Open Access
Rapid dissociation and reassociation of actomyosin cross-bridges during force generation: a newly observed facet of cross-bridge action in muscle.
Author(s) -
Bernhard Brenner
Publication year - 1991
Publication title -
proceedings of the national academy of sciences of the united states of america
Language(s) - English
Resource type - Journals
eISSN - 1091-6490
pISSN - 0027-8424
DOI - 10.1073/pnas.88.23.10490
Subject(s) - biophysics , atp hydrolysis , actin , chemistry , stiffness , dissociation (chemistry) , ionic strength , muscle contraction , crystallography , anatomy , atpase , physics , thermodynamics , biochemistry , biology , enzyme , aqueous solution
The force response of skinned fibers of the rabbit psoas muscle to stretches (and releases) was studied. At physiological ionic strength and low experimental temperature (5 degrees C) the force response to stretches apparently is affected neither by cross-bridges that occupy weak-binding states nor by transitions among various attached force-generating states.
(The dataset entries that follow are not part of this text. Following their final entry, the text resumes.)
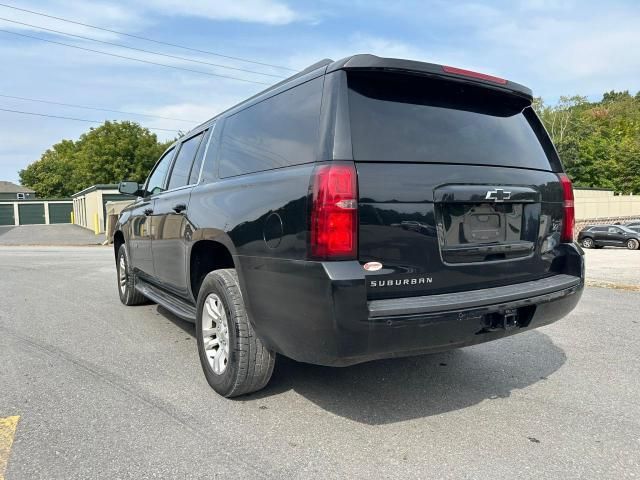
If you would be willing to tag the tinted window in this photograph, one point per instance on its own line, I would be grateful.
(197, 164)
(184, 161)
(407, 118)
(277, 132)
(155, 183)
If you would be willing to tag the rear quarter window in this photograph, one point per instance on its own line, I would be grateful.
(277, 132)
(405, 118)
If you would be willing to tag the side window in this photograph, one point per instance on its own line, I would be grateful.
(277, 132)
(182, 166)
(155, 182)
(197, 164)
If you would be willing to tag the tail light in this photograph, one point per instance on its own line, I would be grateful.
(471, 74)
(569, 221)
(334, 212)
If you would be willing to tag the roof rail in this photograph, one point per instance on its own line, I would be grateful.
(309, 69)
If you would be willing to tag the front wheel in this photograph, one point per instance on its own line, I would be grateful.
(233, 358)
(587, 242)
(126, 280)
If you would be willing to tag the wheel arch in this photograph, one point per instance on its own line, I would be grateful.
(118, 241)
(206, 256)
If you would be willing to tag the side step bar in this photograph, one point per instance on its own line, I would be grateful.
(178, 307)
(475, 298)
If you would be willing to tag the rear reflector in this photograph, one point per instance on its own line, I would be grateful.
(471, 74)
(569, 220)
(334, 212)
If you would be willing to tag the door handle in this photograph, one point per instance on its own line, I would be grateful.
(181, 207)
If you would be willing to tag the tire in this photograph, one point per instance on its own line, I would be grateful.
(233, 358)
(633, 244)
(588, 242)
(126, 280)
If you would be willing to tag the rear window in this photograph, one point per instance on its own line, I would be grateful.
(408, 118)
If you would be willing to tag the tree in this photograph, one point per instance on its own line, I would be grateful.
(598, 142)
(109, 153)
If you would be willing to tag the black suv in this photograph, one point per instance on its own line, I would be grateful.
(598, 236)
(362, 209)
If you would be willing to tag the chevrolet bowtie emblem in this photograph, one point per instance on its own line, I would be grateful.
(499, 195)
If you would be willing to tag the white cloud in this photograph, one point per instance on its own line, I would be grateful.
(271, 12)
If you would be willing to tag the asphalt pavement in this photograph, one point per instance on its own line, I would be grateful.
(63, 234)
(108, 391)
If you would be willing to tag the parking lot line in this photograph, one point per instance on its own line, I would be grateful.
(8, 427)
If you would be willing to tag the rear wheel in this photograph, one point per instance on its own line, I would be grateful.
(126, 280)
(587, 242)
(233, 358)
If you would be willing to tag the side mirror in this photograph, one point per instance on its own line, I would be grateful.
(129, 188)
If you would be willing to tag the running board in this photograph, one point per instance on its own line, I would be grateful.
(178, 307)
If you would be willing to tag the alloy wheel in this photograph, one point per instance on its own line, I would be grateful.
(215, 333)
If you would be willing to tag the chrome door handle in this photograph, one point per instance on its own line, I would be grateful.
(181, 207)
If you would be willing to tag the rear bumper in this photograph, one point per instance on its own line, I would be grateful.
(317, 312)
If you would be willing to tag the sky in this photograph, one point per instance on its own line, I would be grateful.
(554, 47)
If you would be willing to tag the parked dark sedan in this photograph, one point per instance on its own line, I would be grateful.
(598, 236)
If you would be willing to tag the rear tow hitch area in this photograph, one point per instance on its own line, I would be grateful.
(504, 320)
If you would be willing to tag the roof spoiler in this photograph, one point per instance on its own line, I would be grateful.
(372, 62)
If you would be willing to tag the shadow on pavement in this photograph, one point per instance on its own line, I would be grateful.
(389, 391)
(395, 390)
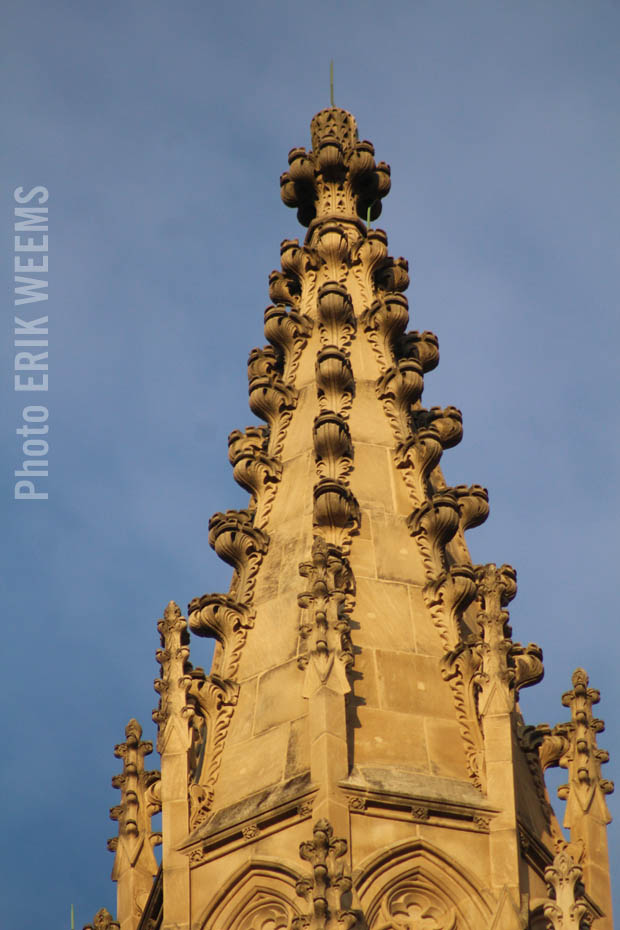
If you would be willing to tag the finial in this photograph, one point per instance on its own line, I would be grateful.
(103, 920)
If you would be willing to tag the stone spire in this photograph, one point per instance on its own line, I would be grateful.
(364, 688)
(134, 861)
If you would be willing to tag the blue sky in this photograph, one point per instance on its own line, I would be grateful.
(160, 131)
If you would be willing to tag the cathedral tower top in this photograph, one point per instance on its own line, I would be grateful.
(356, 754)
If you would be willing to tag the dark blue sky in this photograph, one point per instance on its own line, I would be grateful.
(160, 131)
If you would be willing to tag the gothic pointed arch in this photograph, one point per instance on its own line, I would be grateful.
(414, 885)
(260, 895)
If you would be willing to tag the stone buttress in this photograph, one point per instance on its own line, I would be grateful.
(356, 755)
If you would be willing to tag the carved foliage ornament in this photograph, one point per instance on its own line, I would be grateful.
(338, 177)
(103, 920)
(324, 624)
(568, 909)
(134, 841)
(585, 793)
(328, 883)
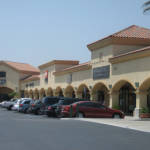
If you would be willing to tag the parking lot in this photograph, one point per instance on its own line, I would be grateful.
(26, 131)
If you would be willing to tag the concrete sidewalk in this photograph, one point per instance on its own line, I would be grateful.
(128, 122)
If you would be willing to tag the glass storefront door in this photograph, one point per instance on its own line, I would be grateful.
(100, 96)
(127, 99)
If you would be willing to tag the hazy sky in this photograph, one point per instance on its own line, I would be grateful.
(37, 31)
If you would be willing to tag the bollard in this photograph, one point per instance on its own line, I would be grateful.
(71, 111)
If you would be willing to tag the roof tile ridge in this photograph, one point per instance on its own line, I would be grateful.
(115, 34)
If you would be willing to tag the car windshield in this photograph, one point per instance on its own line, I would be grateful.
(37, 102)
(49, 101)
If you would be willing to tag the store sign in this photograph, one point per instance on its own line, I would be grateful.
(101, 72)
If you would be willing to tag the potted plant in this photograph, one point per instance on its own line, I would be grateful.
(145, 112)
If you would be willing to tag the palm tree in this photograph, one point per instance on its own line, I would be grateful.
(146, 6)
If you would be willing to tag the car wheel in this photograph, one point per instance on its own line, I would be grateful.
(80, 115)
(116, 116)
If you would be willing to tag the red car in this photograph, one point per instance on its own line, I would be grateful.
(91, 110)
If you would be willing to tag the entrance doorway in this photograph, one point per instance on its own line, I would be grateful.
(100, 97)
(127, 99)
(86, 93)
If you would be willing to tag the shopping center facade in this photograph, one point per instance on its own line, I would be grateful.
(118, 74)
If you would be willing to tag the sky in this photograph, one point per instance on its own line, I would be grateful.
(38, 31)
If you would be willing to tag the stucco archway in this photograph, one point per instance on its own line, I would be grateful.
(145, 89)
(100, 93)
(83, 92)
(126, 96)
(31, 94)
(26, 93)
(49, 92)
(36, 94)
(5, 92)
(59, 92)
(69, 92)
(42, 93)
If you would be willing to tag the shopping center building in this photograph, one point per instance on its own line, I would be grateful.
(118, 74)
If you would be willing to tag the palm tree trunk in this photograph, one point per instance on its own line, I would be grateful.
(146, 6)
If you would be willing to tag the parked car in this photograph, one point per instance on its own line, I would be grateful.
(40, 107)
(3, 104)
(33, 105)
(9, 104)
(24, 105)
(63, 102)
(17, 104)
(91, 110)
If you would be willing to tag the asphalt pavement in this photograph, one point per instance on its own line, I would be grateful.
(30, 132)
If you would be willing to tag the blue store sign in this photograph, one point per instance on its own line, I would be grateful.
(101, 72)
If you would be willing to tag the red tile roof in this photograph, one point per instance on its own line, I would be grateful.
(139, 53)
(74, 68)
(22, 67)
(33, 77)
(132, 32)
(132, 52)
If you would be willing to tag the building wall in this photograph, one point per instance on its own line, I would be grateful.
(134, 70)
(121, 49)
(12, 77)
(78, 78)
(35, 82)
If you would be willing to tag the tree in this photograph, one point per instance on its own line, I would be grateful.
(146, 6)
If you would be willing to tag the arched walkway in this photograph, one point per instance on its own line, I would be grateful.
(100, 93)
(49, 92)
(145, 89)
(5, 93)
(83, 92)
(31, 94)
(42, 93)
(36, 94)
(69, 92)
(59, 92)
(126, 97)
(26, 94)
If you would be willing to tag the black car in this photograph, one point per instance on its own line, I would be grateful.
(40, 106)
(64, 102)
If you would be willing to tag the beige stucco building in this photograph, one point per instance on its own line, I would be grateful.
(118, 74)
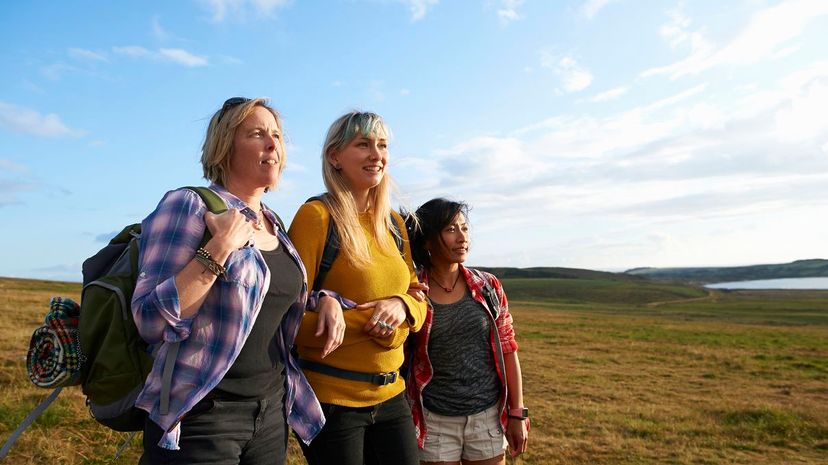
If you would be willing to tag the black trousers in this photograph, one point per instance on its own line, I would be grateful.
(379, 435)
(223, 432)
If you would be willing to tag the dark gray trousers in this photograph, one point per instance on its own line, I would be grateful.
(220, 432)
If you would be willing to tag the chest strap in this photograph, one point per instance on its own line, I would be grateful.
(380, 379)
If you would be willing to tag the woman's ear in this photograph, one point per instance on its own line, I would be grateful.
(333, 159)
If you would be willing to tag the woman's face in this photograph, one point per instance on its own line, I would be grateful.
(257, 156)
(453, 243)
(362, 162)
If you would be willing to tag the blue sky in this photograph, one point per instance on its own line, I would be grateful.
(604, 134)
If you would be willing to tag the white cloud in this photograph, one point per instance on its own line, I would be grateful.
(508, 11)
(133, 51)
(220, 9)
(574, 77)
(419, 8)
(611, 94)
(183, 57)
(766, 35)
(160, 34)
(592, 7)
(55, 71)
(12, 167)
(86, 54)
(653, 179)
(676, 30)
(25, 120)
(175, 55)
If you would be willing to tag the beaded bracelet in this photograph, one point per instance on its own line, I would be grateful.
(209, 263)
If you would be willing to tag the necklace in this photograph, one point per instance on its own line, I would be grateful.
(451, 288)
(259, 220)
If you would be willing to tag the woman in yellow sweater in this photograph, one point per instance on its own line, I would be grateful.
(352, 356)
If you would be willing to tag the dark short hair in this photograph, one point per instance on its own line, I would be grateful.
(430, 220)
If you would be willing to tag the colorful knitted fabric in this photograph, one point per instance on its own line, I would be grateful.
(54, 357)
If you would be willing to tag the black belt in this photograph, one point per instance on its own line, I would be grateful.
(380, 379)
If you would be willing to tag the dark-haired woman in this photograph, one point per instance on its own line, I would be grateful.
(465, 384)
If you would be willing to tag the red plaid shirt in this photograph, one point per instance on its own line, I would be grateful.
(420, 370)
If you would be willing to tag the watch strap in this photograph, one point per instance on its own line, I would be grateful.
(521, 413)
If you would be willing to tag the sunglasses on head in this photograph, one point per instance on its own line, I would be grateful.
(230, 103)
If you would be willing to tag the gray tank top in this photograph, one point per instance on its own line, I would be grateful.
(465, 380)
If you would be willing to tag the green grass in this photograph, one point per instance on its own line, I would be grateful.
(614, 373)
(549, 290)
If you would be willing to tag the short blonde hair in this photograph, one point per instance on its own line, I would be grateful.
(218, 143)
(340, 202)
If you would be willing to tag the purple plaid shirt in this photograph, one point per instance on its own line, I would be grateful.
(213, 338)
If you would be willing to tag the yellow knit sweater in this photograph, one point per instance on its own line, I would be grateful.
(388, 276)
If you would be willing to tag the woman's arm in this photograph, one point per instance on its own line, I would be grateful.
(308, 232)
(516, 429)
(230, 231)
(171, 285)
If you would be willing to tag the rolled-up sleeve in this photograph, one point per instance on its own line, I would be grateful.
(505, 328)
(169, 238)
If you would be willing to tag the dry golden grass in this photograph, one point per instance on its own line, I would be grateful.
(739, 379)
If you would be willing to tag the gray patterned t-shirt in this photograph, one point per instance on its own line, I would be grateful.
(465, 381)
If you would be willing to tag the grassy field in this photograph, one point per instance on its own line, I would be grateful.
(613, 374)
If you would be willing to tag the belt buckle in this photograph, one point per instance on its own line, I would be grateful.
(387, 378)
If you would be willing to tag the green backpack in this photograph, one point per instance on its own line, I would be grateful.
(115, 360)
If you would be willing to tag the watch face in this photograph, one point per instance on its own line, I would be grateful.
(519, 412)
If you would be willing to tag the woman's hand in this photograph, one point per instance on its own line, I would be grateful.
(517, 435)
(231, 230)
(418, 291)
(330, 321)
(388, 315)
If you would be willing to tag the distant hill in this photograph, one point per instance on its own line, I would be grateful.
(557, 272)
(797, 269)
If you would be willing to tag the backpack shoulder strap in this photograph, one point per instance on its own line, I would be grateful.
(331, 250)
(214, 202)
(215, 205)
(397, 234)
(488, 293)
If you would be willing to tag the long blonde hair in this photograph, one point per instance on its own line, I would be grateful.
(340, 201)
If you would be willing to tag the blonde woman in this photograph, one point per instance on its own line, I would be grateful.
(230, 307)
(352, 356)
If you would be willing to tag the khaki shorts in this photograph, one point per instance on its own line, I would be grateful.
(473, 437)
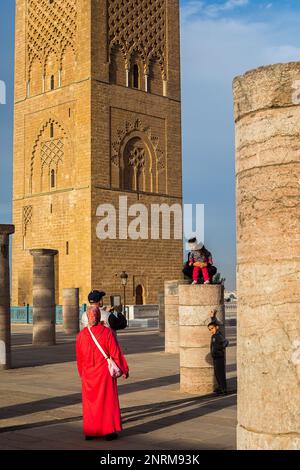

Plots of force vs. imposed length change (T plots) recorded during stretches suggest that cross-bridges even in force-generating states dissociate and reassociate rapidly from and to actin as had previously been proposed [Brenner, B. (1986) Basic Res. Cardiol. 81, 1-15]. Plots of fiber stiffness vs. speed of imposed length changes (stiffness-speed relations) imply rate constants for dissociation (k-) in the force-generating states ranging from 50 to 1000 s-1, while the rate constant for reassociation (k+) has to be at least an order of magnitude larger (high actin affinity). Rapidly reversible actin interaction of cross-bridges in force-generating states provides a mechanism for rapid detachment of force-generating cross-bridges during high-speed shortening which, in contrast with the hypothesis of A. F. Huxley [(1957) Prog. Biophys. 7, 255-318], and related cross-bridge models, does not require completion of the ATP-hydrolysis cycle and thus may account for the unexpectedly low ATPase activity during high-speed shortening.